H&M termina i resi gratuiti – Cosa significa per modelli, agenzie, clienti
Il popolare rivenditore di moda svedese H&M ha compiuto un passo significativo in linea con le tendenze più ampie del commercio al dettaglio, eliminando i resi gratuiti per gli ordini online in alcuni mercati come Norvegia e Gran Bretagna, nell’ambito di iniziative di risparmio sui costi e di cambiamenti operativi nel settore.

Tradizionalmente, politiche di reso generose hanno contribuito a stimolare le vendite online, con molti acquirenti abituati a ordinare più taglie o modelli e poi restituire quelli che non vanno bene. Tuttavia, l’aumento dei costi di spedizione, l’incremento dei prezzi delle materie prime, le pressioni sulla catena di approvvigionamento e le preoccupazioni ambientali hanno spinto i grandi marchi a ripensare questo approccio. Poiché concorrenti come Zara e Boohoo già applicano costi per i resi online, la mossa di H&M riflette un cambiamento più ampio lontano dai resi gratuiti generalizzati.

Secondo le nuove politiche, i resi spediti per posta possono comportare un addebito detratto dal rimborso, mentre i resi in negozio rimangono gratuiti per non penalizzare i clienti che preferiscono visitare i punti vendita. Questa modifica mira in parte a ridurre l’elevato tasso di resi nel commercio elettronico della moda, che comporta non solo costi finanziari, ma anche impatti sulla sostenibilità, con tonnellate di abbigliamento restituito che ogni anno finiscono in discarica.

Per le modelle e i modelli, in particolare quelli che lavorano nella moda e nella fotografia commerciale, l’evoluzione delle politiche di reso si interseca con le dinamiche del settore, dove selezione degli outfit, prova e presentazione sono centrali. I modelli sono sempre più richiesti per mostrare correttamente i capi online, permettendo ai clienti di fare scelte d’acquisto sicure, riducendo così la probabilità di resi.

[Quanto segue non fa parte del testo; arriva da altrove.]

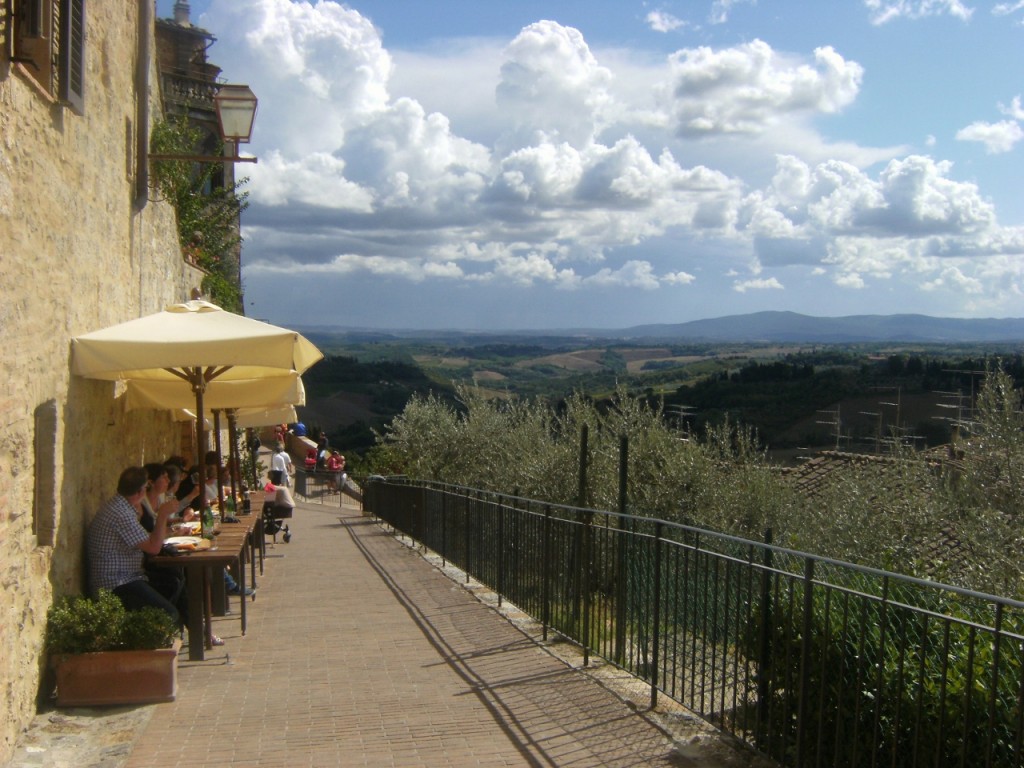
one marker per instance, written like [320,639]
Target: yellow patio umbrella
[188,349]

Per le agenzie di modelli e i professionisti del settore, rimanere aggiornati su queste tendenze retail aiuta a definire le aspettative per gli shooting online, la guida alle taglie e lo styling che riflette vestibilità reali.

Le agenzie che collaborano strettamente con i brand sottolineano spesso come immagini di prodotto di qualità, guide alle taglie accurate e immagini di modelli curate possano aiutare a mitigare il comportamento diffuso di “provare e restituire” che affligge molti retailer online. Con l’evoluzione delle abitudini di acquisto, agenzie e modelli individuali possono trovare ulteriori opportunità in contenuti e‑commerce, prove virtuali e campagne digitali curate che aiutano i consumatori a comprare l’articolo giusto al primo colpo.

Al di là del retail di moda, questo cambiamento nella politica dei resi evidenzia come i brand bilanciano esperienza cliente e realtà economiche. Man mano che le pratiche di reso evolvono, sia i consumatori sia gli attori dell’ecosistema del modeling — comprese le agenzie che gestiscono talenti e prenotazioni — dovranno adattarsi a un contesto in cui convenienza online e sostenibilità operativa sono sempre più intrecciate.